Curiously enough, for an album that defines itself entirely on its own singular existence, there’s quite a lot of influences that are plain to hear in the sound of this first full-length release from this band. After exploding onto the scene with their debut EP, Cosmic Dissonance, in 2013, and garnering quite a lot of press and tour opportunities on the strength of the five tracks comprising that first taste of their sound, The Zenith Passage is finally ready to put forth into the world Solipsist, which continues along their established trajectory: a combination of the more melodic, spacey sound of fellow Californian progressive death metal act The Faceless (a band which The Zenith Passage’s lead guitarist, Justin McKinney, now plays in) and hard-hitting, chunky, riffy grooves that are highly reminiscent of brutal techdeath bands like Deeds Of Flesh or Cryptopsy, their sound is a fluid hybrid of the grim spaciness of the former with the technically demanding, spiraling compositions of the latter.

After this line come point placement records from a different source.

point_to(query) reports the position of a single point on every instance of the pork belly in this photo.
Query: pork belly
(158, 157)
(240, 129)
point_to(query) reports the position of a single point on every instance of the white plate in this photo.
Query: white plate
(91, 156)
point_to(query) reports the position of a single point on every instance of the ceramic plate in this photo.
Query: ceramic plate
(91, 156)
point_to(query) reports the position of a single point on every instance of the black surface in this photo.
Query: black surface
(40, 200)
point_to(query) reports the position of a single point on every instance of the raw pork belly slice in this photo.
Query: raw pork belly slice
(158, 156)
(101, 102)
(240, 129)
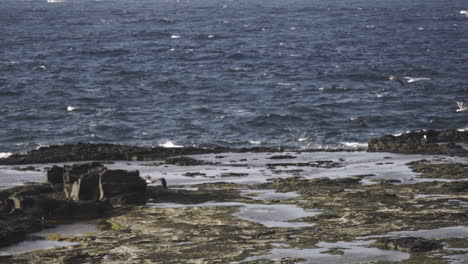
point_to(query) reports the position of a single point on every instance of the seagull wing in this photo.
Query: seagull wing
(362, 123)
(415, 79)
(401, 82)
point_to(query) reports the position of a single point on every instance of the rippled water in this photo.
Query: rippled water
(227, 72)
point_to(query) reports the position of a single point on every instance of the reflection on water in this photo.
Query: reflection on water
(272, 215)
(75, 229)
(27, 246)
(353, 252)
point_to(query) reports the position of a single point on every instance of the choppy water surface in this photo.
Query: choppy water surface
(227, 72)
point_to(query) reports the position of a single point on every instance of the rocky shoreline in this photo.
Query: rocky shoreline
(135, 227)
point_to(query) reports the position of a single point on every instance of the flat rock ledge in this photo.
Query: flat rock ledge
(448, 142)
(72, 192)
(89, 151)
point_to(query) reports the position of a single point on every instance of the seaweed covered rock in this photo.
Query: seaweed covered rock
(80, 181)
(423, 142)
(122, 187)
(411, 244)
(88, 151)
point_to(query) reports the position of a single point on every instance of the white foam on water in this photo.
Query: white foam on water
(355, 144)
(170, 144)
(71, 108)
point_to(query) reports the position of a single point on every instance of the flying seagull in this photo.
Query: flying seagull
(424, 140)
(163, 181)
(461, 106)
(416, 79)
(357, 119)
(396, 79)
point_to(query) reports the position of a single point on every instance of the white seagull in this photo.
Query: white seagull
(461, 106)
(416, 79)
(396, 79)
(357, 119)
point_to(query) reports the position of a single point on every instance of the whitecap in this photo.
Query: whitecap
(71, 108)
(354, 144)
(170, 144)
(5, 154)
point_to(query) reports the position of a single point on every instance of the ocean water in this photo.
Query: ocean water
(235, 73)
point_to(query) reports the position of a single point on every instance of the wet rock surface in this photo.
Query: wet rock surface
(423, 142)
(103, 152)
(80, 191)
(200, 218)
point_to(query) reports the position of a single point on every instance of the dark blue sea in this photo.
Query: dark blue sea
(235, 73)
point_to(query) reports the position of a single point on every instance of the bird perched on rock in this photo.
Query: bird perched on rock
(424, 140)
(357, 119)
(461, 106)
(396, 79)
(150, 180)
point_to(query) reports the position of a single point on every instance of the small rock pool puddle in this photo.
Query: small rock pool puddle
(271, 215)
(38, 241)
(351, 252)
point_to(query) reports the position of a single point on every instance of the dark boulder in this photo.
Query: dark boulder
(411, 244)
(55, 175)
(88, 151)
(73, 173)
(128, 185)
(183, 161)
(422, 142)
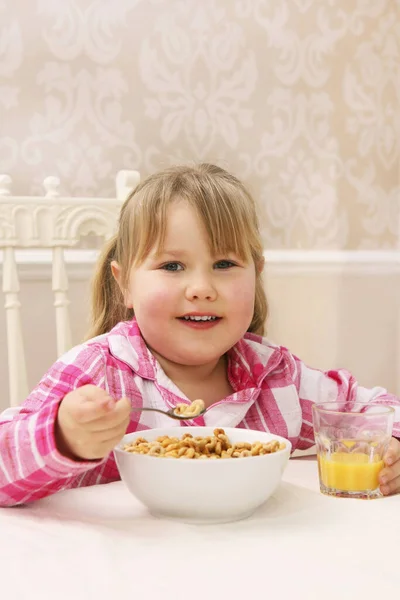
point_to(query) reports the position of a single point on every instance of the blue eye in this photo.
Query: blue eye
(173, 267)
(224, 264)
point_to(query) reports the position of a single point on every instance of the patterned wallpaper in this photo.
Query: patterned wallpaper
(300, 98)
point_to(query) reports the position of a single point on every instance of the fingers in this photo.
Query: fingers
(95, 405)
(119, 414)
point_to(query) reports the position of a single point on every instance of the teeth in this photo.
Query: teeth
(205, 318)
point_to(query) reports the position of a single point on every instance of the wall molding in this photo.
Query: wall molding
(36, 264)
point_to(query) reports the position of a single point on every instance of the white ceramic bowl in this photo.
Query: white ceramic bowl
(202, 491)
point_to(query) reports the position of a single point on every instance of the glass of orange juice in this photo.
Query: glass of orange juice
(351, 442)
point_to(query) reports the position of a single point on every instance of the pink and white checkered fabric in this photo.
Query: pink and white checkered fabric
(273, 391)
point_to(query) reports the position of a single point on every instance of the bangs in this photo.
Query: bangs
(224, 207)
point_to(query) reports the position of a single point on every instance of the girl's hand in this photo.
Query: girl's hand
(90, 423)
(389, 477)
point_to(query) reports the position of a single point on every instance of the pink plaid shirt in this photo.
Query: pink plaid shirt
(273, 391)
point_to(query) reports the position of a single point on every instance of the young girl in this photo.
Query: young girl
(178, 314)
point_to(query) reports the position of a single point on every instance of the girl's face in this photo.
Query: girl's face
(191, 307)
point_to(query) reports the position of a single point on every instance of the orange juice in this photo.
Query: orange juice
(350, 472)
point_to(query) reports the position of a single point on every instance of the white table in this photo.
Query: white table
(100, 543)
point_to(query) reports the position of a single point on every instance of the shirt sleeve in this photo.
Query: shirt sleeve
(31, 467)
(314, 385)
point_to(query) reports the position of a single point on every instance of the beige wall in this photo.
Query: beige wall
(329, 321)
(299, 97)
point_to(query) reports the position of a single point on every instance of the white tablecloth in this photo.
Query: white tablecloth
(100, 543)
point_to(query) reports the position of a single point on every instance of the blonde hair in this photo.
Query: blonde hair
(223, 204)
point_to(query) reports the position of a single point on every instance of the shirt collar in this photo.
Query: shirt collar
(250, 360)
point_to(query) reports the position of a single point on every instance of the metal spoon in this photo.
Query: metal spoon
(170, 413)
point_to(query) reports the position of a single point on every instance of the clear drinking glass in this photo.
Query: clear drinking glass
(351, 442)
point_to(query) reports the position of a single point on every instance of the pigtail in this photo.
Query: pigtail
(107, 302)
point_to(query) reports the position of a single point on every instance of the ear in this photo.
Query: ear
(260, 266)
(116, 271)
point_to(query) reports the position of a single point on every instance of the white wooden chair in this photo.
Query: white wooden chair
(54, 223)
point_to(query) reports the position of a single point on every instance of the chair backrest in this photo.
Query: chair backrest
(55, 223)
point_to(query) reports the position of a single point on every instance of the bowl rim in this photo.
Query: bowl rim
(119, 450)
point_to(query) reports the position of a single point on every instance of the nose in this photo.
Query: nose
(201, 287)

After starting off with a short ambient interlude that serves to build the tension moving towards the first substantial track, Solipsist explodes with “Holographic Principle II: Convergence,” a snappy number just shy of four minutes that deftly showcases exactly what the band is about here: a firestorm of hectic technicality builds into a hammering groove over which vocalist Greg Hampton spits a thesaurus’ worth of vocabulary with the fury and speed of a machine gun – seriously, you won’t find a more adept vocalist this side of Archspire’s Oliver Rae Aleron – and, brick by brick, melody by melody, “Convergence” builds itself into a complex death metal goliath replete with keyboards, choral vocals, and backing strings.

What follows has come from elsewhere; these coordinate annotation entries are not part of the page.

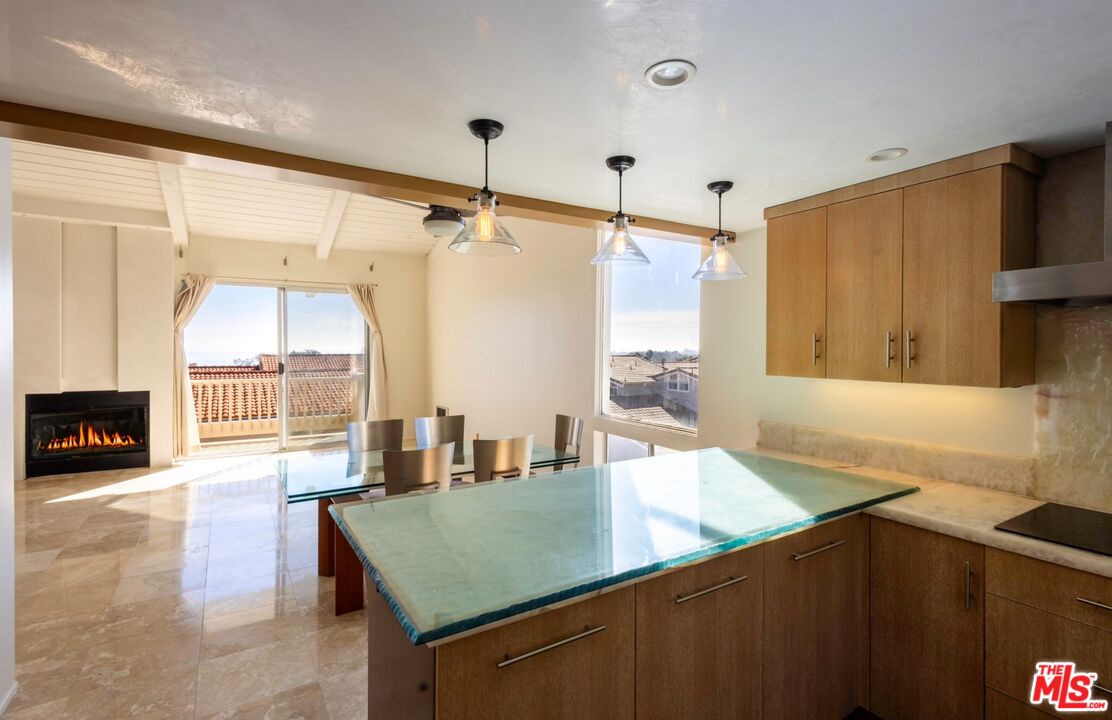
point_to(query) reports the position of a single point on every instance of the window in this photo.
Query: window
(651, 337)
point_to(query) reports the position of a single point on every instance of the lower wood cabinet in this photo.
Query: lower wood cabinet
(572, 662)
(816, 622)
(926, 624)
(698, 640)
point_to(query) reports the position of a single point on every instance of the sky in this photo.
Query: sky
(656, 307)
(240, 322)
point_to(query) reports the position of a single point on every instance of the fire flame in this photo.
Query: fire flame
(88, 436)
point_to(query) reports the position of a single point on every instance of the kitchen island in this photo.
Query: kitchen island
(619, 589)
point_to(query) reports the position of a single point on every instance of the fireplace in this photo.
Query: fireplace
(86, 431)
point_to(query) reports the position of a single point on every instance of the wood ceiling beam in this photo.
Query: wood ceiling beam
(55, 127)
(331, 223)
(175, 203)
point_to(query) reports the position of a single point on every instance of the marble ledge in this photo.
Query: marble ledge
(962, 511)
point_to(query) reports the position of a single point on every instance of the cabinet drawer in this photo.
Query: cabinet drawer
(573, 662)
(698, 640)
(1018, 637)
(816, 621)
(1058, 590)
(1000, 707)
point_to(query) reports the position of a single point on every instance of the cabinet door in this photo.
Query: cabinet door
(796, 316)
(927, 624)
(698, 641)
(953, 240)
(864, 291)
(584, 668)
(816, 622)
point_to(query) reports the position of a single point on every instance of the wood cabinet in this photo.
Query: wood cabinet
(926, 624)
(796, 329)
(584, 668)
(698, 640)
(816, 622)
(912, 255)
(957, 232)
(863, 287)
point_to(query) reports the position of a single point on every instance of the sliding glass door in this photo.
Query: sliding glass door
(324, 363)
(286, 366)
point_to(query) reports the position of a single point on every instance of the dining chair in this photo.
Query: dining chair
(502, 457)
(423, 469)
(437, 431)
(376, 434)
(568, 436)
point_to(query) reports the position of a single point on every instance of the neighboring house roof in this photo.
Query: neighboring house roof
(319, 385)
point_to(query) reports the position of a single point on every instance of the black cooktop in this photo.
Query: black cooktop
(1074, 526)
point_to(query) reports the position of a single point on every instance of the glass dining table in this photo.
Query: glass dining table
(337, 475)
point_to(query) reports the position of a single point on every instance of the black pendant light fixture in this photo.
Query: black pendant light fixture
(720, 265)
(484, 234)
(621, 248)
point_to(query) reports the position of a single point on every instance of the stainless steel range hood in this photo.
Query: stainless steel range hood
(1078, 284)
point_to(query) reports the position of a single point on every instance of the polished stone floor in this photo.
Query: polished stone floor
(188, 592)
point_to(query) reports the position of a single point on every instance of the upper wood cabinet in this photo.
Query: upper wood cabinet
(927, 624)
(796, 331)
(957, 232)
(863, 287)
(892, 279)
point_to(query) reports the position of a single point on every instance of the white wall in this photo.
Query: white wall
(400, 298)
(7, 440)
(512, 339)
(91, 303)
(734, 392)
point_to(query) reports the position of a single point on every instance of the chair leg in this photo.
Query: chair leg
(348, 575)
(326, 556)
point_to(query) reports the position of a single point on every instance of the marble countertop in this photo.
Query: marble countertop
(450, 562)
(966, 512)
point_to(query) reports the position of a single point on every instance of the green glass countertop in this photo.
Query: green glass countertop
(452, 561)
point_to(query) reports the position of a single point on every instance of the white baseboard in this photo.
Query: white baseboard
(8, 697)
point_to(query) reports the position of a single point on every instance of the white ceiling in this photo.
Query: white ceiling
(790, 96)
(217, 205)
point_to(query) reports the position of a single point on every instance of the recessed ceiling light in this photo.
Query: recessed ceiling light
(886, 154)
(669, 74)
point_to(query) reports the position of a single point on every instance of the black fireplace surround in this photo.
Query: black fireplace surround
(86, 431)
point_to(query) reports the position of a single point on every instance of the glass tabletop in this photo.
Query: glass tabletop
(449, 562)
(329, 473)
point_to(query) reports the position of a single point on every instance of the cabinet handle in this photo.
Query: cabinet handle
(1094, 603)
(533, 653)
(969, 584)
(733, 581)
(831, 545)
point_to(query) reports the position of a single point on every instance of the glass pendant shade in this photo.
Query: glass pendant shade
(621, 248)
(484, 235)
(720, 265)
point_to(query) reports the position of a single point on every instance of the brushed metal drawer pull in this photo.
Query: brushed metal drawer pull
(831, 545)
(969, 584)
(733, 581)
(533, 653)
(1094, 603)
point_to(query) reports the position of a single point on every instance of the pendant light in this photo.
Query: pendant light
(619, 248)
(484, 234)
(721, 264)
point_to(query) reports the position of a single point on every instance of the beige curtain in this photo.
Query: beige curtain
(364, 298)
(191, 293)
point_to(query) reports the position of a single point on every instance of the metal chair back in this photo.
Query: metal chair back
(437, 431)
(409, 470)
(502, 457)
(375, 434)
(568, 435)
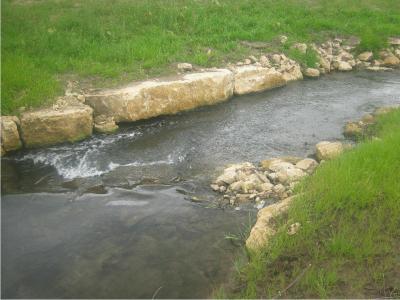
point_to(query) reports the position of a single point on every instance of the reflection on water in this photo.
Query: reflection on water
(100, 247)
(126, 227)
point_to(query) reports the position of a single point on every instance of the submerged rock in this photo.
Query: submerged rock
(48, 127)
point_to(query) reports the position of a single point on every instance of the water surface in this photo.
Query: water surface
(128, 226)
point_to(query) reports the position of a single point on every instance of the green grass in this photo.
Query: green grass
(349, 240)
(102, 42)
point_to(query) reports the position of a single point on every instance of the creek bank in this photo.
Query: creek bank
(153, 98)
(274, 181)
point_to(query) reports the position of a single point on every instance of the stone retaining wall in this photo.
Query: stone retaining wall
(72, 121)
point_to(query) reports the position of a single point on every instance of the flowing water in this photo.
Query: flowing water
(115, 217)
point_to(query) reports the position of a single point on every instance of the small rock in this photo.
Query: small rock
(328, 150)
(266, 187)
(283, 39)
(81, 98)
(215, 187)
(307, 165)
(105, 124)
(368, 119)
(286, 176)
(377, 69)
(253, 59)
(366, 56)
(311, 73)
(273, 177)
(279, 189)
(185, 67)
(352, 130)
(301, 47)
(264, 61)
(276, 58)
(391, 61)
(394, 41)
(344, 66)
(384, 110)
(294, 228)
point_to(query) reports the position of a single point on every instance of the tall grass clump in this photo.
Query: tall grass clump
(348, 242)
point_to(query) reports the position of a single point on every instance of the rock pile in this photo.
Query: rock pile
(274, 179)
(356, 129)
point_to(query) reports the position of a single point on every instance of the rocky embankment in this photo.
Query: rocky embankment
(76, 115)
(273, 181)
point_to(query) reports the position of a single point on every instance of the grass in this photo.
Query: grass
(102, 42)
(349, 240)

After dying down and taking a brief break for listeners to catch their breath, like a wave slowly making its way to the beach, the track regains momentum until the crashing finality near the song’s end. The sounds present on the first track are, by and large, the album’s content approached in an abbreviated format: Solipsist’s basic building blocks are riffs – if they can even be called that at this point – and melodies of dizzying complexity, muted staccato grooves, and ambient sections that often depend on arpeggiated chords and slinking, warm bass lines to create a grim atmosphere. Occasionally, synthesizers or strings appear to add a sense of grandiosity to the whole affair, building off of the band’s frameworks to add a touch of elegance and classical sensibility, but after the brief primer that is “Convergence,” no listener will be surprised by the elements that appear across the rest of the album.

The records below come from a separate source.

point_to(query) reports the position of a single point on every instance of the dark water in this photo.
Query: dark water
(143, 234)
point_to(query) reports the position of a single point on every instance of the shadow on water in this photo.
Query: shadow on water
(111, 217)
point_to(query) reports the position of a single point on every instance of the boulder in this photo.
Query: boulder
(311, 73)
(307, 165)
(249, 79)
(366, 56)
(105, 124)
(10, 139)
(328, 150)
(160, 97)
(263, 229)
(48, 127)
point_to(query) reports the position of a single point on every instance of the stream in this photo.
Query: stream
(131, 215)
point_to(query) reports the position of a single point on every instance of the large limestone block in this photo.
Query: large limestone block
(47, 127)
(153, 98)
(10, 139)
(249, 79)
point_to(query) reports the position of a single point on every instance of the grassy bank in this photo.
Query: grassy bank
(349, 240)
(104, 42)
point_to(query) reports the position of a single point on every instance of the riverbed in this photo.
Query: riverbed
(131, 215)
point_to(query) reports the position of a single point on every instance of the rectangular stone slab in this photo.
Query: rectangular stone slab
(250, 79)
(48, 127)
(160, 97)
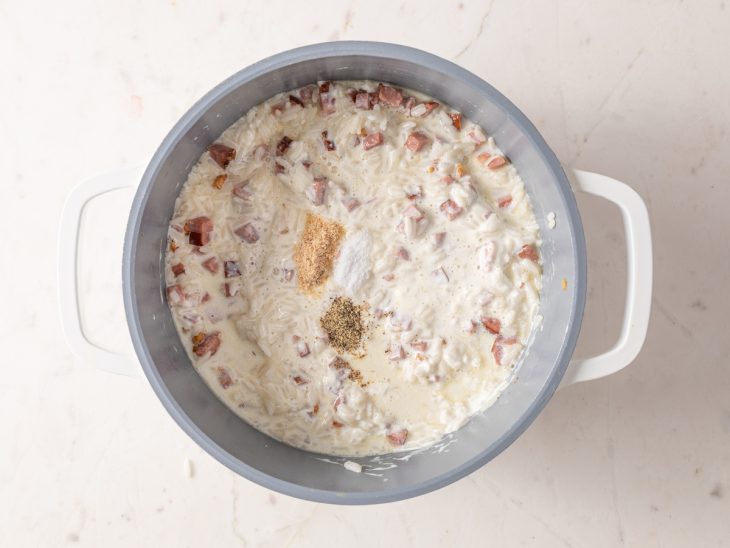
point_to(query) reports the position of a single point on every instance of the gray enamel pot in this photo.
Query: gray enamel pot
(298, 473)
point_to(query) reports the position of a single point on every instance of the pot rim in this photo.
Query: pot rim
(327, 50)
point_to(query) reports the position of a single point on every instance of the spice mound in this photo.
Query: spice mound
(343, 324)
(315, 251)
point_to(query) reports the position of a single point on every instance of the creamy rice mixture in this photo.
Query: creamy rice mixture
(354, 268)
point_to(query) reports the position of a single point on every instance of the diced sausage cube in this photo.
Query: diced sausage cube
(211, 264)
(316, 191)
(529, 252)
(241, 191)
(198, 230)
(230, 269)
(224, 378)
(208, 345)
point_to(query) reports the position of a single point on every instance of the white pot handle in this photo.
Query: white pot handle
(639, 278)
(68, 297)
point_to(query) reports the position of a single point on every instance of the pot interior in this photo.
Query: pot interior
(279, 466)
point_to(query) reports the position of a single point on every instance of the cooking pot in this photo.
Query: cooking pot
(545, 364)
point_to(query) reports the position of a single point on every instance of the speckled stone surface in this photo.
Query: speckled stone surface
(638, 91)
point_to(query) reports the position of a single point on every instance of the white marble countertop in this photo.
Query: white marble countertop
(638, 91)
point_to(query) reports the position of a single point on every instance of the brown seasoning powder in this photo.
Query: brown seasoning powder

Such consistency is certainly a double-edged sword; those who enjoy what they hear are going to find an album that is lovable at all points, but at times Solipsist becomes too comfortable and familiar in its line of work and various parts of tracks begin to bleed into one another. The Zenith Passage know exactly what they want to do here, and they do it quite well, but no band with such a dialed-in sound can sidestep the occasional monotony that is part and parcel with uniformity.
Those who have spent the past three years champing at the bit waiting for this album (including yours truly) are going to find exactly what was expected: smart, well-executed, forward-thinking technical death metal that bends and twists sounds from across the extreme metal spectrum into a combination that is as refreshing and unique as it is immediately familiar. Solipsist is an extremely accurate title for this album, in a sense; if The Zenith Passage are one thing, they are sure of themselves, and their obvious comfort in their sound pays off with one of the most entertaining, consistent, and intelligent releases of the year so far.